Luis Cláudio Furtado Faria sócio da área contenciosa do escritório Pinheiro Neto Advogados. Formado em Direito pela UERJ.Mestre em Direito Civil pela UERJ e possui LLM em International Commercial and Corporate Law pelo Queen Mary College, da Universidade de Londres. Fez estágio na Corte Internacional de Arbitragem da Câmara de Comércio Internacional – CCI em Paris. Atuou como advogado estrangeiro nos escritórios Herbert Smith e Reed Smith, ambos em Londres, entre 2011 e 2012.

Marcelo Sammarco é mestre em Direitos Difusos e Coletivos pela Universidade Metropolitana de Santos. Graduado em Direito pela Universidade Metropolitana de Santos. Advogado com atuação no Direito Marítimo, Aéreo, Portuário e Regulatório. Professor convidado do curso de pós-graduação em Direito Marítimo e Portuário da UNISANTOS. Professor convidado do curso de pós-graduação em Direito Marítimo da Maritime Law Academy. Vice-presidente da ABDM - Associação Brasileira de Direito Marítimo. Presidente da Comissão de Marketing do CBAM – Centro Brasileiro de Arbitragem Marítima. Árbitro do CBAM – Centro Brasileiro de Arbitragem Marítima. Sócio do escritório Sammarco Advogados.

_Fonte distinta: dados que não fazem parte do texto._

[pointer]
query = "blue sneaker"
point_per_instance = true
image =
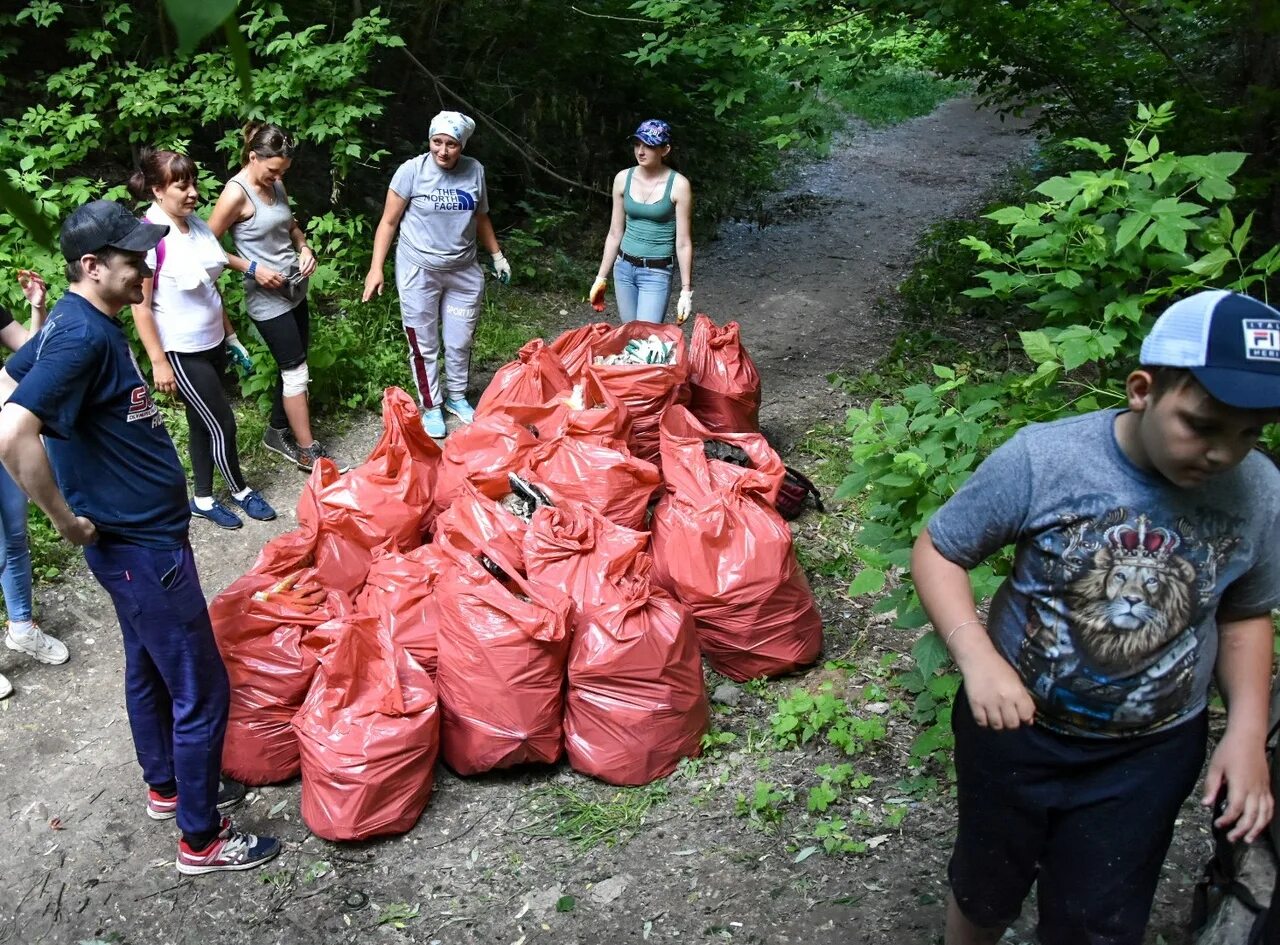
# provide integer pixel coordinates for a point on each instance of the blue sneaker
(255, 506)
(433, 421)
(460, 409)
(220, 515)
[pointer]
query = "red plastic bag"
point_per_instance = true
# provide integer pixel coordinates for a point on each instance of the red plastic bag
(636, 702)
(476, 523)
(597, 471)
(260, 622)
(484, 452)
(647, 389)
(369, 733)
(535, 377)
(575, 346)
(581, 553)
(388, 497)
(400, 592)
(721, 547)
(723, 384)
(502, 666)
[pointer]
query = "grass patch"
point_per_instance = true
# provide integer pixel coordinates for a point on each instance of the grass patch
(894, 94)
(586, 818)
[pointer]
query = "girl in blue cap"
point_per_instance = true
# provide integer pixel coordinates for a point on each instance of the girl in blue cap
(649, 232)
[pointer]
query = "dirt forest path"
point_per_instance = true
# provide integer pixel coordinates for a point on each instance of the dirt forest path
(81, 861)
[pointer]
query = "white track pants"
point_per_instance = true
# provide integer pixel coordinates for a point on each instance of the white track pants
(430, 297)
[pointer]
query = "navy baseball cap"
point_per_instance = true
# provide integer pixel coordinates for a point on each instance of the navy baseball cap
(653, 132)
(104, 223)
(1229, 342)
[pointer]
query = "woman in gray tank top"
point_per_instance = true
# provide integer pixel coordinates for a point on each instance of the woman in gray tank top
(273, 254)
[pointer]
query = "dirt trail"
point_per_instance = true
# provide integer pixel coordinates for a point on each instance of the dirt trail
(805, 291)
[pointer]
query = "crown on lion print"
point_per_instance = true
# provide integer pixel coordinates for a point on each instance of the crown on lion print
(1142, 543)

Sérgio Ferrari é professor Adjunto de Direito Constitucional da UERJ. Professor convidado do FGV Law Program. Pesquisador Visitante do Instituto do Federalismo da Universidade de Freiburg, Suíça, de 2013 a 2014. Professor convidado da Escola da Magistratura do Estado do Rio de Janeiro (EMERJ) de 2011 a 2013. Doutor e mestre em Direito Público pela UERJ. Bacharel em Direito pela UFRJ. Sócio do escritório Terra Tavares Ferrari Elias Rosa Advogados.